Ora si ipotizzi che Primo abbia invece rinunziato all'eredità paterna. Per l'effetto la quota di riserva in favore del fratello Secondo si amplia fino a 450. Dal momento che, come s'è detto, il relictum è pari a 500, cosa ne sarà della parte di eredità pari a 180 lasciata a Quintiliano? E' proprio in relazione a siffatta eventualità che viene ad operare l'art.552 cod.civ. . Quando infatti non vi è stata espressa dispensa dall'imputazione, se per integrare la legittima spettante agli eredi è necessario ridurre le disposizioni testamentarie o le donazioni, restano salve le assegnazioni fatte dal testatore sulla disponibile che non sarebbero soggette a riduzione se il legittimario avesse accettato l'eredità e si riducono le donazioni ed i legati fatti a quest'ultimo. In buona sostanza al legittimario non è consentito, a cagione della propria rinunzia, di immutare in senso peggiorativo la situazione dei beneficiati che non rivestano la qualità di riservatari . Se il legittimario (comunque beneficiato in forza di donazioni o di legati) intende rinunziare, ne subisce le conseguenze. Così nell'esempio sopra fatto, mentre Secondo conseguirà la porzione legittima spettantegli pari a 450, anche Quintiliano si gioverà del lascito ereditario per 180, mentre la donazione fatta al legittimario rinunziante Primo sarà soggetta a riduzione fino alla concorrenza di 130 (ed infatti: relictum 500+ donatum 400 = 900. Porzione legittima spettante a Secondo = 450. A valere sul relictum Quintiliano conseguirà immediatamente 180, mentre Secondo, al quale vanno i residui 320, potrà agire in riduzione nei confronti del fratello rinunziante Primo per i 130 che valgono ad integrare la propria porzione legittima).

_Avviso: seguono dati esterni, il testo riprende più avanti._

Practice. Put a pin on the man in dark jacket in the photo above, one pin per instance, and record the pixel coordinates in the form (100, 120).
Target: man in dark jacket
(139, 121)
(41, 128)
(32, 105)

Differente è la situazione nell'ipotesi di espressione da parte del de cuius della volontà di dispensare (art.564, III comma, cod.civ. ) il legittimario dall'imputazione ex se. Occorre al riguardo osservare che il riferimento fatto dall'art.552 cod.civ. all'espressa dispensa dall'imputazione assume una valenza del tutto peculiare. La dispensa dall'imputazione infatti rappresenta il contenuto di un'ulteriore liberalità la cui attivazione postula nel beneficiato la qualità di legittimario agente in riduzione. La legge permette che il legittimario dispensato abbia la possibilità di evitare di dover preventivamente imputare alla propria quota i lasciti già conseguiti e che, conseguentemente, questi vadano a gravare la disponibile fino ad eventualmente esaurirla e che debbano dunque essere computati sulla porzione legittima soltanto per l'eventuale supero. Come tuttavia poter dare un senso alla riferita disposizione nel caso che ci occupa? Non abbiamo forse detto che il legittimario rinunziante perde questa propria qualità, ciò che sortisce l'ulteriore effetto di modificare la quota mobile di legittima? Ebbene: l'articolo in esame viene a recuperare l'effetto della dispensa dall'imputazione, facendone un'applicazione per così dire "spuria". Riprendendo l'esemplificazione fatta, nell'ipotesi in cui Primo, donatario dispensato dall'imputazione ex se, abbia rinunziato all'eredità, comunque sarà anteposto a Quintiliano quanto alla possibilità di mantenere la liberalità. Secondo conseguirà la porzione legittima spettantegli pari a 450, mentre l'effetto della donazione fatta a Primo per un totale di 400 potrà essere mantenuta nei limiti della riserva a costui spettante. Il problema, caso mai, è la quantificazione dell'efficacia del disposto. Si potrebbe ritenere che la donazione debba essere mantenuta limitatamente al valore che avrebbe avuto la quota di riserva di Primo qualora non avesse rinunziato (pari a 300). In tal caso avrebbe luogo una situazione alquanto anomala: la quota di riserva di Secondo sarebbe pari a 450 (dal momento che il rinunziante non verrebbe computato tra i legittimari) mentre la donazione fatta a Primo verrebbe (seppur impropriamente) "imputata" alla legittima per 300.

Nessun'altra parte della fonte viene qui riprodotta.